At some point during this megalith, you begin to realize with butt-numbing certainty, that if DeMille had cut out any of his "Circuses aren't some pink clown-show, they're American Hard Work" lectures, or maybe cut a "Tribute" sequence or parade or two, or one of the forgettable songs (or allowed Holly one less seizure) that the movie wouldn't have had to clock in at 2 1/2 hours in length.
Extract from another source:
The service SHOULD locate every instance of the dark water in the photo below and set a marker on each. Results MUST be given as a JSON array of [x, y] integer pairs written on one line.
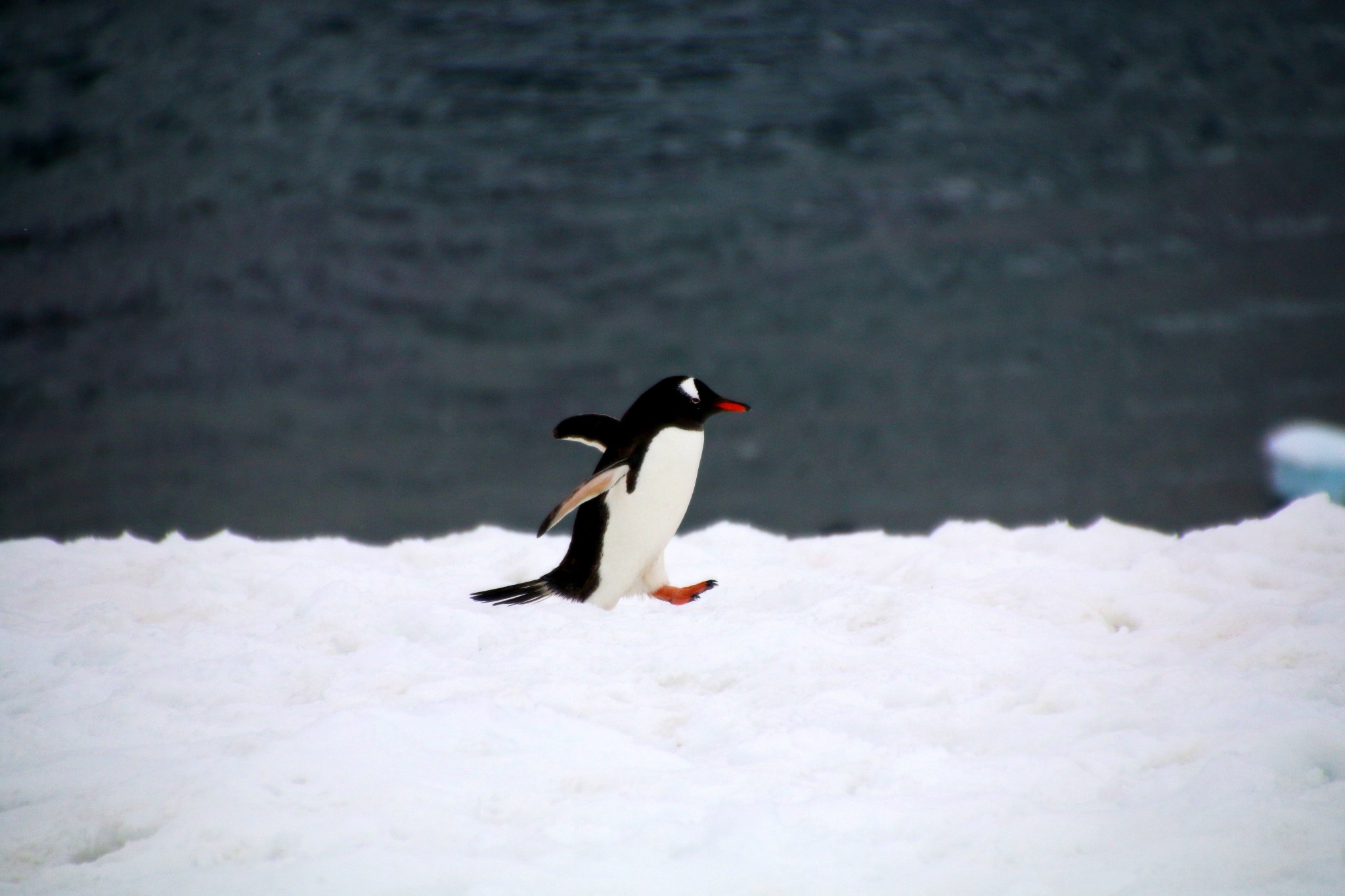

2 1/2 hours is a longish book, with...ya know...subtleties, not a circus movie. But DeMille must have seemed unable to strip whole sequences, however redundant, away. Like Spielberg wanting to over-stuff 1941**** with beloved-by-none-but him-gut-and-budget-busting sequences, DeMille super-saturates the screen until the Technicolor fairly bleeds. And he couldn't bear, or didn't know enough, to cut any of it. The only thing never mentioned in the many of DeMille's "Bozo Marches On!" narrations, is the requisite shoveling of the tons of manure. Why bother? The evidence is all there on the screen.
In a brilliant "meta" move, DeMille stages a train-wreck in a train-wreck.
* ...and the not-even-nominated Singin' in the Rain.
** ?...Brad Braden...of the "we-couldn't-come-up-with-a-better-last-name" Bradens? I think he became an "Ewok" trainer in later life.
*** One of them being Hollywood bad boy/guy Lawrence Tierney. He and Heston have a seething scene of clashing testosterone blasts.
**** It was this very movie that inspired the Spiel-boy-g to pursue a career directing films. Spielberg learned his lessons concerning movie elephantiasis in his 20's. DeMille was in his 60's.